An estate plan is an essential part of your financial plan, as well as an important path to ensuring your family is cared for if something happens to you. If you own your dental or medical practice, your estate plan may also play a key role in planning for the future of your practice. Here are a few key things to consider when you think about your estate plan.
1. Start with the Basics
The nuts and bolts of any estate plan are deceptively simple – a will, a financial power of attorney, and a health care directive.
Your will is the document that the court will look to in order to determine who will be in charge of gathering your assets, paying your debts, and carrying out your wishes after your death (your personal representative, sometimes called your executor) and who your beneficiaries and heirs will be. Without a will, these things are decided by state law, and the results may not be in line with your wishes. A will can also make important provisions to put your estate (and your family) in a better tax position than you would be in without one.
A financial power of attorney appoints an attorney-in-fact to handle certain financial and property matters on your behalf. A power of attorney may be “durable”, which means it remains effective even if you become disabled or incapacitated. A health care directive appoints a person or persons to make health care decisions on your behalf if you are incapacitated or disabled.
2. Check your beneficiary designations.
The beneficiary designations on your retirement accounts, investment accounts, and life insurance will take precedence over anything you’ve stated in your will, so it is very important to periodically check those designations and make sure they are up to date. If there is no beneficiary designation, or if your beneficiary designation fails because your beneficiary has pre-deceased you, that asset will default to whatever the plan documents provide. Oftentimes, that means a high dollar value asset will go directly to your estate, resulting in a high income tax bill that could have been avoided.
3. What about trusts?
It may make sense for you to include trusts in your estate plan. Trusts are useful in helping to avoid probate proceedings, and in planning tax efficiencies. The Minnesota estate tax exemption is currently $3 million per person. If your assets exceed the individual estate tax exemption, some trust planning may benefit your family and help lower future tax bills.

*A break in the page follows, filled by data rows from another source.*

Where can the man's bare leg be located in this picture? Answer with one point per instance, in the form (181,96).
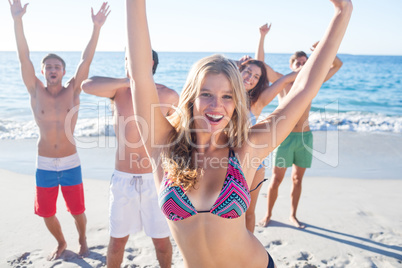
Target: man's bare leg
(250,213)
(297,177)
(53,225)
(115,251)
(277,177)
(81,224)
(164,251)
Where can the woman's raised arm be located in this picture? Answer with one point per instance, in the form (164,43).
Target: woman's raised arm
(276,127)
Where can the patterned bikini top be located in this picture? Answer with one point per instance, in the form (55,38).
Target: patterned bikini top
(232,202)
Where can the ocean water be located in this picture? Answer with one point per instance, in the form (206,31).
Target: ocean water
(364,96)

4. Plan for your practice.
Your practice is a key asset and requires special planning. Under the Minnesota Professional Firms Act, ownership of a dental or medical practice firm is restricted. If you are the sole owner, your spouse may have up to one year after your death to sell your interest in your practice, but if your spouse does not inherit your practice, or if you have partners, that period is shortened. If you own your practice with partners, do you have a buy-sell agreement which governs what will happen to your ownership interest if you die? Does your agreement contain terms specifying how your interest will be valued? If your partners will buy your interest on your death, or if it will be redeemed by the firm, how will that purchase be funded?
If you don’t have an estate plan yet, or if it’s been some time since you last reviewed your estate plan, make your plan a priority for 2021.